Sunday, March 11, 2007

Bukan Islam boleh Mengekalkan Nama Keluarga

Converts can retain surname

11 Mar 2007
Alina Simon

KANGAR: "Ali bin Lim" and "Ali bin Raju" — such names may raise eyebrows at the moment, but expect them to become common soon, at least in Perlis.

Those who convert to Islam are no longer required to change their names following a fatwa (religious edict) issued by the Perlis Fatwa Council yesterday.

The fatwa states that converts must retain their family or father’s name to avoid confusion in their family history or lineage.

The 13-member council, which met yesterday, also issued a fatwa banning Muslims from participating in local or foreign online investment offering fixed profits or get-rich-quick schemes.

State Mufti Dr Mohd Asri Zainul Abidin said changing the family or father’s name to "Abdullah" was commonly practised here under the misguided notion that it was required by Islam.

He said the practice was actually contrary to the teachings of Islam, which had always stressed on fairness, equality and respect for one’s parents.

Asri pointed out that Prophet Muhammad had never forced his friends to change their fathers’ names when they converted to Islam.

He said it was time for the practice to stop as it was unfair on the converts and their families as it denied the fathers’ paternity rights.

"It’s time that we correct the society’s misconception that converts must assign the bin or binti, which stood for ‘son of’ or ‘daughter of’, to ‘Abdullah’."

"From now on, the council has decided that it is haram, or forbidden, for them to do so.

"They can change their own names if they want, but they must retain the names of their fathers or their families.

"For example, Ali bin Raju or Ali bin Lim. Even if the father’s name may be taken from the names of their Gods, it must be retained as it is his name," he said when met after the council meeting.

Asri said the fatwa was not only to protect the rights of the father, but it was also to avoid confusion in the family lineage.

"In the past, the practice had caused people to have reservations about converting to Islam, as they felt they had to abandon their families.

"Their families also felt that they had lost a son or a daughter, as he or she no longer carries the name of the family or the father."

He said converts who had already changed their names (for instance to Ali bin Abdullah), should change it back to reflect their father’s name.

In case of legal ramifications or while waiting for their applications to be approved, the converts should revert to their father’s name when identifying or introducing themselves.

On the decision to declare online investment schemes with fixed profits as haram, Asri said the council deliberated over it after hearing a paper presented by local Syariah expert Zaharuddin Abdul Rahman.

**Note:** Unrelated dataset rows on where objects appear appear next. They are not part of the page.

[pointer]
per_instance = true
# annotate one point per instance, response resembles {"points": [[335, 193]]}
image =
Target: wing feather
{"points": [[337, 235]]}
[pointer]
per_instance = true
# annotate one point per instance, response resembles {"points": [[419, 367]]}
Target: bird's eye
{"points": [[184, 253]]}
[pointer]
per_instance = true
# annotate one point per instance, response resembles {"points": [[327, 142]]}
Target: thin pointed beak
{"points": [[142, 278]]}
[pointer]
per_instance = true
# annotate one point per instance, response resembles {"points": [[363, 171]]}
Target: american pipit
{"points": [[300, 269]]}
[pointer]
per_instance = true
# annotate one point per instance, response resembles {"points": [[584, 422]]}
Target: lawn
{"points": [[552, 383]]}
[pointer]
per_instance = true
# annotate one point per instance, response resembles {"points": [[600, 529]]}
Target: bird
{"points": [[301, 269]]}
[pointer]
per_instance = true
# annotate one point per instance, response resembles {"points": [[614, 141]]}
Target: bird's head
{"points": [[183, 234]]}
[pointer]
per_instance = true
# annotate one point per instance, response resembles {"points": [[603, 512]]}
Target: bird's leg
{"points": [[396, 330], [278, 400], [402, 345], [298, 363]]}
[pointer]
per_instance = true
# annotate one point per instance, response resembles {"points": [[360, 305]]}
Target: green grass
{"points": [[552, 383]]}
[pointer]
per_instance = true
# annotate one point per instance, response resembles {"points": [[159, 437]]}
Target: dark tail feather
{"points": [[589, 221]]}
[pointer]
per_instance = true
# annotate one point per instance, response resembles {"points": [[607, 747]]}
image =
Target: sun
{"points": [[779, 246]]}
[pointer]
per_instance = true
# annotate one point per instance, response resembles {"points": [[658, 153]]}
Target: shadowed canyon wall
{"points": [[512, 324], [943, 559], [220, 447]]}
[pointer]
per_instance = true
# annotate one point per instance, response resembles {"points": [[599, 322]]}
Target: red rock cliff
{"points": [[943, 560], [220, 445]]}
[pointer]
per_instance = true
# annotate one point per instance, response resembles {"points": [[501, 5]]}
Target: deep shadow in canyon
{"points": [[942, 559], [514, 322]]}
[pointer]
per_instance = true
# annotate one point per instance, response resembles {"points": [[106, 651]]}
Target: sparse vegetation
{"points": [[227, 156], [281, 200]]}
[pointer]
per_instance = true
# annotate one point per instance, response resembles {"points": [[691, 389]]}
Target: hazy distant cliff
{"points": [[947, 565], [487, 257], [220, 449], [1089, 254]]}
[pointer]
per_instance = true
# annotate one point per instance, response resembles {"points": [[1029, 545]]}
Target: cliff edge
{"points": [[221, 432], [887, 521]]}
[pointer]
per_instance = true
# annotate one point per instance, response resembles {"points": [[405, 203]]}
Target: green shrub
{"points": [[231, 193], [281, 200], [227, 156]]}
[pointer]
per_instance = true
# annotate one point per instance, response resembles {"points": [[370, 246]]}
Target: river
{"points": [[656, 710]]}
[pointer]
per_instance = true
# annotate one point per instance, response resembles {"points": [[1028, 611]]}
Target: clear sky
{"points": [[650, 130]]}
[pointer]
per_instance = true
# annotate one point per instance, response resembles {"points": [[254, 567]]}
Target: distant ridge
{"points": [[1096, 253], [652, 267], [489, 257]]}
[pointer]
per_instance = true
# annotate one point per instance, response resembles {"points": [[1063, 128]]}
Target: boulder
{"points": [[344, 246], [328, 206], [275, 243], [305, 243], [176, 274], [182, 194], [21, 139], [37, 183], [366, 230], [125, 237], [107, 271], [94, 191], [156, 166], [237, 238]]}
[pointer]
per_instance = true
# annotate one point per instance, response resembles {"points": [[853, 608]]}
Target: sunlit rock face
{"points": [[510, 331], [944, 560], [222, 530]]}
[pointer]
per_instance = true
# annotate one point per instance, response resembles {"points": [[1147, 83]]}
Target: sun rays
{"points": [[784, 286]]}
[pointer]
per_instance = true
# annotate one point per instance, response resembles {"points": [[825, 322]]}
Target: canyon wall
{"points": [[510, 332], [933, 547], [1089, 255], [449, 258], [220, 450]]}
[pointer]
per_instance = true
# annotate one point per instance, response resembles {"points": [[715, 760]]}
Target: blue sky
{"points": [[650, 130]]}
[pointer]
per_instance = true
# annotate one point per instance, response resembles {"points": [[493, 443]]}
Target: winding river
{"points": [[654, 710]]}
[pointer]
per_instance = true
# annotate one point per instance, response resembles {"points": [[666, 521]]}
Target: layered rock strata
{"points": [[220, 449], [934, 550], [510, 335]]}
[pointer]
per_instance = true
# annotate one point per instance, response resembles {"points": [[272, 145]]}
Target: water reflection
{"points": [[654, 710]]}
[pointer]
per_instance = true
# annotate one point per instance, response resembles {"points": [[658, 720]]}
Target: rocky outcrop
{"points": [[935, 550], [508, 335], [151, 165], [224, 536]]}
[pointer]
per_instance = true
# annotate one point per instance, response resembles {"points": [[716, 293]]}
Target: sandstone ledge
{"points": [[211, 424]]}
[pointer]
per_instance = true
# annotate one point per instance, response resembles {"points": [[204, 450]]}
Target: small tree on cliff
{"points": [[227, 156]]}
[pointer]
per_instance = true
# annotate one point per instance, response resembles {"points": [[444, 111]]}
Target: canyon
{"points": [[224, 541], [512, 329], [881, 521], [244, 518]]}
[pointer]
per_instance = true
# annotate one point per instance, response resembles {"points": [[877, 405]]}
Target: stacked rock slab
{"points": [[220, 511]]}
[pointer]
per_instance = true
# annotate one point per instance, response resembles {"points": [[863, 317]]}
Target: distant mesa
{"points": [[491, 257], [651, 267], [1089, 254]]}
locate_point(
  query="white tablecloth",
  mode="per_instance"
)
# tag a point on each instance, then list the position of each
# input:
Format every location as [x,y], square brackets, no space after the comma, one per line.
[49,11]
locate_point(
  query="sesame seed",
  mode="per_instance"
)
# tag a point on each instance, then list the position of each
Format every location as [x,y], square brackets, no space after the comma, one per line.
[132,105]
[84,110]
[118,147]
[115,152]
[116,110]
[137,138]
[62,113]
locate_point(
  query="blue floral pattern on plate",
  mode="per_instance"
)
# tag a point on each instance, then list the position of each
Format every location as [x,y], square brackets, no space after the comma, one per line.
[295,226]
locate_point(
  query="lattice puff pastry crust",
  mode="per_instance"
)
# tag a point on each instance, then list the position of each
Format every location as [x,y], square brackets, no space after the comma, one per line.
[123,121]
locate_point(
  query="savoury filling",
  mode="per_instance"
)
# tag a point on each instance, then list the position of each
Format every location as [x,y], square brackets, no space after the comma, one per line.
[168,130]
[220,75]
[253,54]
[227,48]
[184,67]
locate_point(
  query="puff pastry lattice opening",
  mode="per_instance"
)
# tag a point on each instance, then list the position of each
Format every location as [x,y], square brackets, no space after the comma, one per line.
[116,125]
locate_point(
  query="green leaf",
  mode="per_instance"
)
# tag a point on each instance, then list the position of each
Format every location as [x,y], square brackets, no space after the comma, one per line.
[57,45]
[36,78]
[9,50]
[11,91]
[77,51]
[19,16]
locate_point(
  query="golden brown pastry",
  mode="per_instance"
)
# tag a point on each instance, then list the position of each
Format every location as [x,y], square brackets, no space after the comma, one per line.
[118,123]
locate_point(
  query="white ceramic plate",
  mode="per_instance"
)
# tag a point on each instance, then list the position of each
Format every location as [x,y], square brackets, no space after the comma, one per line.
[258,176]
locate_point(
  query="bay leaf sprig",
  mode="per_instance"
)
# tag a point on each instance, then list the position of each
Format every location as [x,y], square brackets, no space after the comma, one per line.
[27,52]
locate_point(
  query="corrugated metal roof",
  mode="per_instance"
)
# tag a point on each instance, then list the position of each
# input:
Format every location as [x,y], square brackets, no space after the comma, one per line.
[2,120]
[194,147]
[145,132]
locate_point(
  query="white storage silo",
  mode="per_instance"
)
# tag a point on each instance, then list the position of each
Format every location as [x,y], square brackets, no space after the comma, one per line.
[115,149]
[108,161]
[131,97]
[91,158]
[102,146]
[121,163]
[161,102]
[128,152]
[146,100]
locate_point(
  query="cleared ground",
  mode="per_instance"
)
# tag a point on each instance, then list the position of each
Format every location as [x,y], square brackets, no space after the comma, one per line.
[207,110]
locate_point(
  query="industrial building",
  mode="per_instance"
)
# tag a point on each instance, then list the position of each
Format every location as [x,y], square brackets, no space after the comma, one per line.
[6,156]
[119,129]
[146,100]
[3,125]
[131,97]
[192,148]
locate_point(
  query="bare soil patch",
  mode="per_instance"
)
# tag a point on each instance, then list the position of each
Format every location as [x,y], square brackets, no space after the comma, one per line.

He said schemes such as ABB Fund, Eaindex and Arabic Fund were against the Islamic concept of investment or Mudharabah, as it offered high returns in fixed amount within a certain period.

By offering fixed profit, he said, the scheme was no longer focused on investing but more on moneylending with riba, or interest.

"When the returns are fixed in advance, the investment contract is no longer valid and the profit is considered haram."

He said there were others who tried to promote the schemes among Muslims here by saying that it was halal.

"They used the name of my office and said that my staff are also taking part. I have never given my okay and if my staff are involved, then they are doing it on their own."

Asri advised those who have already deposited their money to wait until they can get back the total amount before pulling out while those who had already taken the profit, should donate it to charity.

"There are many Islamic investment schemes which are more secure and allowed in Islam," he said, adding that the World Federation of Fiqh Muslim Scholars had issued a similar edict on such schemes in 1992.

Meanwhile, the council also issued a third fatwa for the mosques here to perform two azan for the subuh (dawn) prayers with a 15-minute lapse in between to allow the congregation to get ready and be at the mosque.

The three fatwa would be brought up at the Perlis Religious Council for them to be endorsed.

Asri said the council would also propose for the three fatwa to be discussed at the National Fatwa Council.